There are revelations and surprises aplenty, as Stern discovers the nature of his friend and contemplates his own life and career, realizing that “he has enjoyed spending his life among criminals. He has developed an aesthete’s appreciation for the knavishness, the guile, the selfish cleverness of his clients, appreciating human misbehavior for its miserable creativity.”
He also realizes: “The only thing we could do when it comes to the inner life of others — guess. Donne had declared that no person is an island. He had it exactly wrong.
“We all are.”
The “islands” in this novel are plentiful, complex and arresting. Some will be familiar to Turow’s fans, including Sonia “Sonny” Klonsky, the judge in the trial and the opposing attorneys, all of whom have such deep pre-trial relationships with one another that they would be comfortable at a cocktail party.
Among the most compelling islands” are the women of Kiril’s life. You are unlikely to meet three more formidable women than Kiril’s “harem.” His longtime wife Donatella, “with a regal air,” and his two mistresses, both of whom worked for his company: Innis, who “a few days short of seventy remains striking” and prompts a certain sexual attraction in Stern; and Olga, from whom “force and ambition radiate … with solar intensity.”
These people come to colorful life and though the trial is center stage, it will be Turow’s characters who linger in the mind. Noting that “one of the tragedies of aging (is), appreciating how many good and interesting people have passed by unknown.”
He does not allow such people to pass by his readers.
Stern lives in the company of his granddaughter, who is named Clarice but goes by Pinky and who, after a drugged-out youth, is at 30 prone to vanish for days at a time and can be “a frequently infuriating employee” as a paralegal, assisting Sandy and Marta in the trial. Stern’s “love for his granddaughter exceeds his understanding” but he thinks that she “has a solid future as a private investigator.”

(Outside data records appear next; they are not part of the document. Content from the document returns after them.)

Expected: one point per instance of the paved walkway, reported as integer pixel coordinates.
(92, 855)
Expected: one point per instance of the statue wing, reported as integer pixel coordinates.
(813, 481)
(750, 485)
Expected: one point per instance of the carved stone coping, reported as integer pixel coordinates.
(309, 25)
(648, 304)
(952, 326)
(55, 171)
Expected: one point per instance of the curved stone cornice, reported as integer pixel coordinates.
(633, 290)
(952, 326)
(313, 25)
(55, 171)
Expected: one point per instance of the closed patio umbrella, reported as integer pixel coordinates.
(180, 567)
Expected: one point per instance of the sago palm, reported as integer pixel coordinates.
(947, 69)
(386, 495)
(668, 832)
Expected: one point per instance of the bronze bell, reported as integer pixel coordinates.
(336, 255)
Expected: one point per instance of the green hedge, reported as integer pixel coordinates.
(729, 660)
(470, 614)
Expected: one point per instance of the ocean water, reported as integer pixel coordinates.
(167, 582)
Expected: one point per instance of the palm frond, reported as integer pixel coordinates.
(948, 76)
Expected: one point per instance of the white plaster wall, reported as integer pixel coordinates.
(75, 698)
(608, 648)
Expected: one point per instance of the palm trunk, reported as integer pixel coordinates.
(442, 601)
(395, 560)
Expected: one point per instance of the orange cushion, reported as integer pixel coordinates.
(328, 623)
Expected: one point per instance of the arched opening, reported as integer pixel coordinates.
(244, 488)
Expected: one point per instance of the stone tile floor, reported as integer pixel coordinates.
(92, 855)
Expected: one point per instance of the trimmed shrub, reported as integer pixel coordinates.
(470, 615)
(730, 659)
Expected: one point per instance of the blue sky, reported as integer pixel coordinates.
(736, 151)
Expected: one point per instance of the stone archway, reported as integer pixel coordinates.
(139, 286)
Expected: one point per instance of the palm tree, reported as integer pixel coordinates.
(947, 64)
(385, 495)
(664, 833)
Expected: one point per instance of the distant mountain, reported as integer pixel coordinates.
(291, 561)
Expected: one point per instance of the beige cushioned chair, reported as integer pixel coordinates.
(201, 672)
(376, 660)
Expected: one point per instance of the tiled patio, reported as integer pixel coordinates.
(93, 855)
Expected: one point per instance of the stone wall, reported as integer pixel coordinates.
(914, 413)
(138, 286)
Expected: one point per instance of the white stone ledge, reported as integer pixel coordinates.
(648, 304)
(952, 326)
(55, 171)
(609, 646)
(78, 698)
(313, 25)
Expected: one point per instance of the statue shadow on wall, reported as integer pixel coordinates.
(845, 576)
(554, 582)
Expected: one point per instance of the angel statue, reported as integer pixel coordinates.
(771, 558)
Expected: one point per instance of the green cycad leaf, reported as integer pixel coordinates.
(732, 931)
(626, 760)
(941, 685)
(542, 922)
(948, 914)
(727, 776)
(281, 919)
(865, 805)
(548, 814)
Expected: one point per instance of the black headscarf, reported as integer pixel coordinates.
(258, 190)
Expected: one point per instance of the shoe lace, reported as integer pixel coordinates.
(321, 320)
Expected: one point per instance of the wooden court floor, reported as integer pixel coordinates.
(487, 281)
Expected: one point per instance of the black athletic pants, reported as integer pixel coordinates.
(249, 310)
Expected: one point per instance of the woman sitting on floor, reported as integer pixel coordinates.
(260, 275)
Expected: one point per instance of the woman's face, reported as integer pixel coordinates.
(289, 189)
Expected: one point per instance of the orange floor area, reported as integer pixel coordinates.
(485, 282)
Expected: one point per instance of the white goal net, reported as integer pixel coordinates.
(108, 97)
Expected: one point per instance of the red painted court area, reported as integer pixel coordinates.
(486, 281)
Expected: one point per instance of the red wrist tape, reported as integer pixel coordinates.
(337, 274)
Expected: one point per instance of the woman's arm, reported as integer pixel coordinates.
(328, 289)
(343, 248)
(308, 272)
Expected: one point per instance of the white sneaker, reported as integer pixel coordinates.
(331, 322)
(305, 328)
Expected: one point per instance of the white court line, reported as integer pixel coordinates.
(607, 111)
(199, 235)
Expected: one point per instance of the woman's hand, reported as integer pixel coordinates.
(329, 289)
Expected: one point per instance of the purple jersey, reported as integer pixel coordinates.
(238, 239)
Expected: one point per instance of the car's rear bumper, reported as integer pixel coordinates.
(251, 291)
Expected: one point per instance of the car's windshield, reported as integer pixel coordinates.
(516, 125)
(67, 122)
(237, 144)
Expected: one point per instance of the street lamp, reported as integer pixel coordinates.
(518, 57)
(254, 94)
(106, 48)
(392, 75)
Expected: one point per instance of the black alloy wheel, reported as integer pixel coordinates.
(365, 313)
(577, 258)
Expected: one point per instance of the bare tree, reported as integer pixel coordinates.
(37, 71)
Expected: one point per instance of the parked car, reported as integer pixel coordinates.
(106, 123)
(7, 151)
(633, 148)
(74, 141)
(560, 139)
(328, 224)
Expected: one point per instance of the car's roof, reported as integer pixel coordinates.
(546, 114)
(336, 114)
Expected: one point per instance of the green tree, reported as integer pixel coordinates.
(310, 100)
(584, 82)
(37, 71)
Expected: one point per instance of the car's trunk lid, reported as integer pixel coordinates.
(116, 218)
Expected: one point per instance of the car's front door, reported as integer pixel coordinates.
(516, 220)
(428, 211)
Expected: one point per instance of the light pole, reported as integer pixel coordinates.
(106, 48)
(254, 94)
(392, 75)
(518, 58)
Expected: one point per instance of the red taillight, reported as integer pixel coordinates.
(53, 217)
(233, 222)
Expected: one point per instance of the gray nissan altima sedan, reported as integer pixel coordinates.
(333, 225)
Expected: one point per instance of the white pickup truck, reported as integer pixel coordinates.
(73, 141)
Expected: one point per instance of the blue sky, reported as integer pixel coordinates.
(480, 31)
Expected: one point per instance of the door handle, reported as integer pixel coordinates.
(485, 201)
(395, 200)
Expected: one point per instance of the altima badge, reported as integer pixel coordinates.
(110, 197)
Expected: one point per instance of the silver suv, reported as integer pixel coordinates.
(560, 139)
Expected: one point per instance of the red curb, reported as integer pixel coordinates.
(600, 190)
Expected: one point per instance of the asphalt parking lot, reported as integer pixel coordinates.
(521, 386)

I hope that Turow has more books to write. I am sure he does and though it is presumptuous to suggest future work, he could not go wrong by expanding the character of Pinky, who is an appealingly complicated young woman.
Not my call but I greatly appreciate how he ends his time with Stern. Later in the novel, Stern stands in his office and “thinks suddenly about his career. Was it worth it? But he has no doubt. … It is at heart a very nasty business to accuse, to judge, to punish. But the law, at least, seeks to govern misfortune, to ensure a society’s wrath is not visited at random. In human affairs, reason will never fully triumph; but there is no better cause to champion.”
Rick Kogan writes for the Chicago Tribune.